“Nobody is scared of going to jail, but we have work to do,” said Kira Yarmysh, spokeswoman for Alexei Navalny, as she waited for the Russian opposition politician to be delivered to court for an appeal hearing on Thursday. Navalny, who was marched to his hearing handcuffed to a stout police officer, saw his appeal rejected, and will spend the next week behind bars, serving out a 15-day sentence after he was arrested at last weekend’s protest in Moscow, one of more than 1,000 people detained by police in the capital alone. There were protests in dozens of Russian cities last Sunday, called by Navalny over allegations of corruption against prime minister Dmitry Medvedev. They were the biggest since a wave of protests in 2011 and 2012, and for the first time since that wave was crushed there is an air of uncertainty on the Russian political scene.
Navalny, a nationalist turned liberal who has published several investigations into the huge wealth of Valdimir Putin’s inner circle, has declared he wants to run in the election due next March. Putin is widely expected to stand again, and win another six-year term, which would take him to 2024 and almost a quarter-century of rule over Russia.
But after last week’s events both the authorities and the opposition have much on their minds.

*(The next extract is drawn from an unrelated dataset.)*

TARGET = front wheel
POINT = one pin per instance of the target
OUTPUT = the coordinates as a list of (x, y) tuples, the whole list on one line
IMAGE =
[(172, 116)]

The Kremlin has to decide whether to launch a crackdown or try to weather the storm, while Navalny and his movement must work out how far they can push the Kremlin.
In the weeks prior to the protest, Navalny toured a number of Russian cities to set up volunteer headquarters to help run his campaign. “We’re doing everything you’re supposed to do in an electoral campaign,” he said in an interview before last weekend’s rally. “We want to force them to allow me on to the ballot.”